It’s the time of year when one of the most delicious wild edibles thrusts itself out from under the leaves with reckless abandon—the wild leek. Here in Duluth the leek is often the very first green you’ll see in the woods. This makes them easy to find if you what to look for.
Leeks prefer areas in stands of hardwoods, like maple and ash, with plenty of moisture. A seasonal creek bank is a good location. Their life cycle is short and they will soon be shaded out by emerging tree leaves. So get them while you can! They are easily dug with a hand trowel but are connected to a root system you must sever before being able to lift them from the ground.
Wild Leek and Potato Soup Recipe
My favorite recipe for leeks is Wild Leek and Potato Soup. A version of it follows.
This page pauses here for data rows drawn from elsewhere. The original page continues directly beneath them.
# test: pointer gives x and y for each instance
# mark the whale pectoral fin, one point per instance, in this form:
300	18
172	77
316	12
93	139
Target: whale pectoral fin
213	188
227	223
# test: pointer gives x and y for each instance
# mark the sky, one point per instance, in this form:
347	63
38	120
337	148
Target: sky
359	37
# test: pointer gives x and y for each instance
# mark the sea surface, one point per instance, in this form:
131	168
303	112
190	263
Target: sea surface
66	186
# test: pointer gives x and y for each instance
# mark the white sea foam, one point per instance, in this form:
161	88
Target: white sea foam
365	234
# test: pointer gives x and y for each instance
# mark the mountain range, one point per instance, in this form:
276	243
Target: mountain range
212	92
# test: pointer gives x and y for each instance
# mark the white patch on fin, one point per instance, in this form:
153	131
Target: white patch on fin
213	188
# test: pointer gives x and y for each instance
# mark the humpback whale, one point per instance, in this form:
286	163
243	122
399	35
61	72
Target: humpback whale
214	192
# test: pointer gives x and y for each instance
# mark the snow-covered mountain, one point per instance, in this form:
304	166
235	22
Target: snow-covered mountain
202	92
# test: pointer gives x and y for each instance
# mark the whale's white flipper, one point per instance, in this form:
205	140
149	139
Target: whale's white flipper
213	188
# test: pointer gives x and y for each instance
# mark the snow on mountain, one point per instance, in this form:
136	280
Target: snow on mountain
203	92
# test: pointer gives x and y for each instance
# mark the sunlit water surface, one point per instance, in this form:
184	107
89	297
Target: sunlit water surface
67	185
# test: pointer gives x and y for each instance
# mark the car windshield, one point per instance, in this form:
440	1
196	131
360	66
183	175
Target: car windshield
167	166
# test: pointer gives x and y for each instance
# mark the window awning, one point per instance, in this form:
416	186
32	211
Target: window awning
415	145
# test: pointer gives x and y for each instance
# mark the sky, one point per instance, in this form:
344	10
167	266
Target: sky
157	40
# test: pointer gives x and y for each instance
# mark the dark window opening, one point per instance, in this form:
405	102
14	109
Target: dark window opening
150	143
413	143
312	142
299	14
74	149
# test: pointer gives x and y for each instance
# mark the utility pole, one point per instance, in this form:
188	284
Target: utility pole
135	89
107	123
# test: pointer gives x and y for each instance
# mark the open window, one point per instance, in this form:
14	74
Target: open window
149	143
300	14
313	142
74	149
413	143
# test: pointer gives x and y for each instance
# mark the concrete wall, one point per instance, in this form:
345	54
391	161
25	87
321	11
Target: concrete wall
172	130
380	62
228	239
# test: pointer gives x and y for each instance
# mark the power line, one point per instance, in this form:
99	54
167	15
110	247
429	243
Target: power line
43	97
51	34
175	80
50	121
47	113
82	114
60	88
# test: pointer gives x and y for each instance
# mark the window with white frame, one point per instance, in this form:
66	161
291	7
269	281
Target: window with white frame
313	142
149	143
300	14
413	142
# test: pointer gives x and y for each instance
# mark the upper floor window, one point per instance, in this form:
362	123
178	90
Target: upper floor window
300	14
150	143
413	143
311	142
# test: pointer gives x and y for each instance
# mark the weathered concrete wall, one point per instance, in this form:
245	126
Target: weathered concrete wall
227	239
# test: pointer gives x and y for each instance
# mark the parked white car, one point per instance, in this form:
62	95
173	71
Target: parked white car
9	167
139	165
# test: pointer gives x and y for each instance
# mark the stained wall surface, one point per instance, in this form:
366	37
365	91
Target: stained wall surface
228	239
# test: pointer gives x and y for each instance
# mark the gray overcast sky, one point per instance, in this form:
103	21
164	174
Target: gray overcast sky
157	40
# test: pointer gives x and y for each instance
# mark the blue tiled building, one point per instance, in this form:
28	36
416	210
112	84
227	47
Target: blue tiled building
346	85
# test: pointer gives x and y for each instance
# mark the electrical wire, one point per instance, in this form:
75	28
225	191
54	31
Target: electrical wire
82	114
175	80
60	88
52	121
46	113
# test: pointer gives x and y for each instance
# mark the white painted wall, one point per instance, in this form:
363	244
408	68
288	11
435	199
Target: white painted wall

Happy Hunting!
Wild Leek and Potato Soup
2 c. leeks, diced
4 T butter
salt and black pepper, to taste
4 medium potatoes, peeled and diced
4 c. chicken or vegetable stock
1 c. warm milk
Saute the leaks with butter, salt and pepper.
Peel and dice potatoes and add to mixture in the pan when leeks begin to look translucent.
When potatoes begin to brown, add chicken or vegetable stock. Simmer until potatoes are tender.
Turn off heat and when boil ceases slowly stir in warm milk.
Garnish with a leek and a crusty baguette.